Sir Thomas More, or, Colloquies on the Progress and Prospects of Society eBook

This eBook from the Gutenberg Project consists of approximately 138 pages of information about Sir Thomas More, or, Colloquies on the Progress and Prospects of Society.

Sir Thomas More, or, Colloquies on the Progress and Prospects of Society eBook

This eBook from the Gutenberg Project consists of approximately 138 pages of information about Sir Thomas More, or, Colloquies on the Progress and Prospects of Society.

Sir Thomas More.—­And yet you talked of the improvement of the age, and of the current literature as exceeding in worth that of any former time

Montesinos.—­The portion of it which shall reach to future times will justify me; for we have living minds who have done their duty to their own age and to posterity.

Sir Thomas More.—­Has the age in return done its duty to them?

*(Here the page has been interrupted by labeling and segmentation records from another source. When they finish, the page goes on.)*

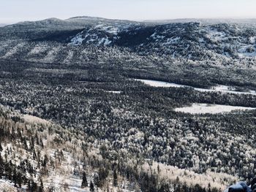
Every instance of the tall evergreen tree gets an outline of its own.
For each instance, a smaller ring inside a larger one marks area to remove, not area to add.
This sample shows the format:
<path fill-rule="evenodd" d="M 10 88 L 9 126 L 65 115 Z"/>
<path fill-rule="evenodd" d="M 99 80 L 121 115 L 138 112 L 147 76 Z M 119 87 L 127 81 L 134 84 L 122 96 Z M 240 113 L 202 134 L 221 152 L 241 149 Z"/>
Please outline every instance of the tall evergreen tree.
<path fill-rule="evenodd" d="M 91 181 L 90 183 L 90 191 L 94 191 L 94 185 Z"/>
<path fill-rule="evenodd" d="M 88 186 L 88 182 L 86 178 L 86 174 L 85 172 L 83 172 L 83 178 L 82 178 L 82 188 L 86 188 Z"/>

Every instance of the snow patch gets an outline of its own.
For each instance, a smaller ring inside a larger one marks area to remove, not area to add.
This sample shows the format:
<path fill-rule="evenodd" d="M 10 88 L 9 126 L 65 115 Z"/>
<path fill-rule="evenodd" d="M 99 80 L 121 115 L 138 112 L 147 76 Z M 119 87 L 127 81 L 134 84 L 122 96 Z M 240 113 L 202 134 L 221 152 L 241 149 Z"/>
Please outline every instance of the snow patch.
<path fill-rule="evenodd" d="M 253 110 L 256 108 L 244 107 L 238 106 L 230 106 L 222 104 L 193 104 L 190 107 L 184 107 L 175 109 L 176 112 L 182 112 L 190 114 L 218 114 L 224 112 L 230 112 L 235 110 Z"/>

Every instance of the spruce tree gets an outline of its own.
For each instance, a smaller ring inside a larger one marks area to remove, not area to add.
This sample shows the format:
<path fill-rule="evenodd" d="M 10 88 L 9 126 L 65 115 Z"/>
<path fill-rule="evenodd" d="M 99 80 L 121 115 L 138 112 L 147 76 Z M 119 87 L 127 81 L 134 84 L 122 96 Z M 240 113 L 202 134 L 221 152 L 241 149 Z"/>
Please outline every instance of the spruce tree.
<path fill-rule="evenodd" d="M 94 191 L 94 183 L 91 181 L 90 183 L 90 191 Z"/>
<path fill-rule="evenodd" d="M 116 169 L 114 170 L 113 177 L 113 185 L 115 187 L 116 187 L 117 186 L 117 173 Z"/>
<path fill-rule="evenodd" d="M 83 178 L 82 178 L 82 188 L 86 188 L 88 186 L 88 182 L 86 178 L 86 174 L 85 172 L 83 172 Z"/>

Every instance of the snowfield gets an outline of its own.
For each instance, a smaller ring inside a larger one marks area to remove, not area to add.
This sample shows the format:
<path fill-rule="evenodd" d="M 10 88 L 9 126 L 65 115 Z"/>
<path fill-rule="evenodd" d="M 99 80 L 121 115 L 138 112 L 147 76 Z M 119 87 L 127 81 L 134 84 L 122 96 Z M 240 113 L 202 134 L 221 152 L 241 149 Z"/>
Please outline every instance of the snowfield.
<path fill-rule="evenodd" d="M 190 114 L 218 114 L 223 112 L 230 112 L 236 110 L 256 110 L 256 108 L 222 104 L 193 104 L 190 107 L 176 108 L 175 109 L 175 111 Z"/>
<path fill-rule="evenodd" d="M 211 91 L 211 92 L 222 92 L 226 93 L 235 93 L 235 94 L 250 94 L 250 95 L 256 95 L 256 91 L 252 90 L 249 90 L 248 91 L 236 91 L 234 88 L 227 85 L 219 85 L 215 87 L 212 87 L 211 89 L 206 88 L 198 88 L 192 86 L 180 85 L 173 82 L 167 82 L 164 81 L 157 81 L 157 80 L 141 80 L 141 79 L 135 79 L 137 81 L 140 81 L 146 85 L 149 86 L 156 87 L 156 88 L 192 88 L 196 91 L 206 92 L 206 91 Z"/>

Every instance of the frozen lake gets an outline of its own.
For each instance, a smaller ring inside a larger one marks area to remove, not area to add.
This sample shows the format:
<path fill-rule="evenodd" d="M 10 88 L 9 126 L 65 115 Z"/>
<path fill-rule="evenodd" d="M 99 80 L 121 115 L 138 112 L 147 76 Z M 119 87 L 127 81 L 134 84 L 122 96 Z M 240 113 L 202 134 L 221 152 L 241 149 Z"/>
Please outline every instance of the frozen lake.
<path fill-rule="evenodd" d="M 211 89 L 206 89 L 206 88 L 195 88 L 192 86 L 187 86 L 184 85 L 180 85 L 176 83 L 172 83 L 172 82 L 167 82 L 164 81 L 156 81 L 156 80 L 141 80 L 141 79 L 135 79 L 135 80 L 140 81 L 146 85 L 152 86 L 152 87 L 159 87 L 159 88 L 192 88 L 196 91 L 204 92 L 204 91 L 220 91 L 222 93 L 236 93 L 236 94 L 250 94 L 250 95 L 256 95 L 256 91 L 249 90 L 246 92 L 242 92 L 242 91 L 236 91 L 233 88 L 231 87 L 227 86 L 227 85 L 219 85 L 215 87 L 212 87 Z"/>
<path fill-rule="evenodd" d="M 184 107 L 175 109 L 176 112 L 182 112 L 190 114 L 217 114 L 230 112 L 235 110 L 253 110 L 256 108 L 244 107 L 238 106 L 208 104 L 193 104 L 189 107 Z"/>

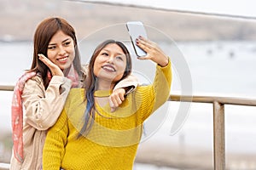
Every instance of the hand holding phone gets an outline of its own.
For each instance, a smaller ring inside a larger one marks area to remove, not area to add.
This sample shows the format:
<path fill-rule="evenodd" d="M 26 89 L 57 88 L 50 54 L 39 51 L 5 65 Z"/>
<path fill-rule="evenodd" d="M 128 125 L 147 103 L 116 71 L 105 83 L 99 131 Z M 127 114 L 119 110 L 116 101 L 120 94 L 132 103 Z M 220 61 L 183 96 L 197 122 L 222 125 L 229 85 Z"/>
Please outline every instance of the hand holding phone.
<path fill-rule="evenodd" d="M 126 23 L 126 28 L 128 30 L 135 54 L 138 57 L 147 55 L 147 53 L 136 44 L 136 39 L 138 38 L 139 36 L 148 38 L 143 24 L 140 21 L 130 21 Z"/>

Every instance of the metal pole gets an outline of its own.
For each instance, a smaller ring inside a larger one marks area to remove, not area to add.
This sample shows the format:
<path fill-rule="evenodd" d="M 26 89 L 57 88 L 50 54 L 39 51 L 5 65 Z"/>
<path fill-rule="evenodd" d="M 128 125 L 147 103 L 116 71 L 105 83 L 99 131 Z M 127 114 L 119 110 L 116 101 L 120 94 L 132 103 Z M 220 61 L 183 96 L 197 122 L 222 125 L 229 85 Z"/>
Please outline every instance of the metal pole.
<path fill-rule="evenodd" d="M 225 169 L 224 105 L 213 102 L 214 169 Z"/>

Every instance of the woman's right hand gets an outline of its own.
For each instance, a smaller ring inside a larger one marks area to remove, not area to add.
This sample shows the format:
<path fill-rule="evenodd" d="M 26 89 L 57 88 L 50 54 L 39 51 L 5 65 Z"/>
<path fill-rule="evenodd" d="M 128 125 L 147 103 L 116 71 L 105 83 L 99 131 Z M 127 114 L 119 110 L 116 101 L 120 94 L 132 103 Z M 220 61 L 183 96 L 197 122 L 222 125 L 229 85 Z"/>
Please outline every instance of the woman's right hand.
<path fill-rule="evenodd" d="M 38 54 L 39 60 L 44 63 L 51 71 L 52 76 L 64 76 L 63 71 L 60 69 L 58 65 L 51 62 L 47 57 L 42 54 Z"/>

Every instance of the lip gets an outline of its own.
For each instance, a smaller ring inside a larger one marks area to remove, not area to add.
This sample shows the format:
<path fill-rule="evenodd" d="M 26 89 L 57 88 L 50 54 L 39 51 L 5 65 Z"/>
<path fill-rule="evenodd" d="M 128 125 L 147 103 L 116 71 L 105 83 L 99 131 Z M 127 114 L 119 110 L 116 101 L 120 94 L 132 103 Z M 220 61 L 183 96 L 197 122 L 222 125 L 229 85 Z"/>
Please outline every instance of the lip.
<path fill-rule="evenodd" d="M 115 72 L 116 70 L 112 65 L 104 65 L 102 68 L 108 72 Z"/>
<path fill-rule="evenodd" d="M 68 59 L 68 56 L 65 56 L 65 57 L 57 59 L 57 61 L 59 61 L 60 63 L 67 63 L 67 59 Z"/>

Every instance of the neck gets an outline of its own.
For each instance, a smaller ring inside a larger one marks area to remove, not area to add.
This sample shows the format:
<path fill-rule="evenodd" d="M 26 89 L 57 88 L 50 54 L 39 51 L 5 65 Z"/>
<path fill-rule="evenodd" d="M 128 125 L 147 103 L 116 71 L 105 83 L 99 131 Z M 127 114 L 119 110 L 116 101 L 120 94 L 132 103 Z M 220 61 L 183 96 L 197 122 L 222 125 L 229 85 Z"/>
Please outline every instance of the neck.
<path fill-rule="evenodd" d="M 97 82 L 97 89 L 96 90 L 113 90 L 115 83 L 105 81 L 105 80 L 98 80 Z"/>

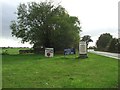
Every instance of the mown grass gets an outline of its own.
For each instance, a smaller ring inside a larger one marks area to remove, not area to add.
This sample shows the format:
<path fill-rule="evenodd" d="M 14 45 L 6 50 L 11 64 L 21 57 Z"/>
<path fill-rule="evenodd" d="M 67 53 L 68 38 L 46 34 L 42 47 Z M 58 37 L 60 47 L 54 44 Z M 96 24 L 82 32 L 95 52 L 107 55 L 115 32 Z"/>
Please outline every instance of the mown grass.
<path fill-rule="evenodd" d="M 3 88 L 114 88 L 118 83 L 118 60 L 88 54 L 3 55 Z"/>

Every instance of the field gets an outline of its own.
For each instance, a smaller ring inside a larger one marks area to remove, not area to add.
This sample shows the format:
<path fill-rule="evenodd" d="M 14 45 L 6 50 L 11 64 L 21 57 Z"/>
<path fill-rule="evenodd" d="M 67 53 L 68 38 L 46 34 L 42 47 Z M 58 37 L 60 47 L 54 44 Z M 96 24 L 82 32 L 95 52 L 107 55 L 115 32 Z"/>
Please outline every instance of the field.
<path fill-rule="evenodd" d="M 118 60 L 91 53 L 86 59 L 76 57 L 46 58 L 44 55 L 20 55 L 12 50 L 10 55 L 2 56 L 3 88 L 118 87 Z"/>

Montesinos.—­They complain not of the age, but they complain of an anomalous injustice in the laws.  They complain that authors are deprived of a perpetual property in the produce of their own labours, when all other persons enjoy it as an indefeasible and acknowledged right.  And they ask upon what principle, with what equity, or under what pretence of public good they are subjected to this injurious enactment?  Is it because their labour is so light, the endowments which are required for it so common, the attainments so cheaply and easily acquired, and the present remuneration in all cases so adequate, so ample, and so certain?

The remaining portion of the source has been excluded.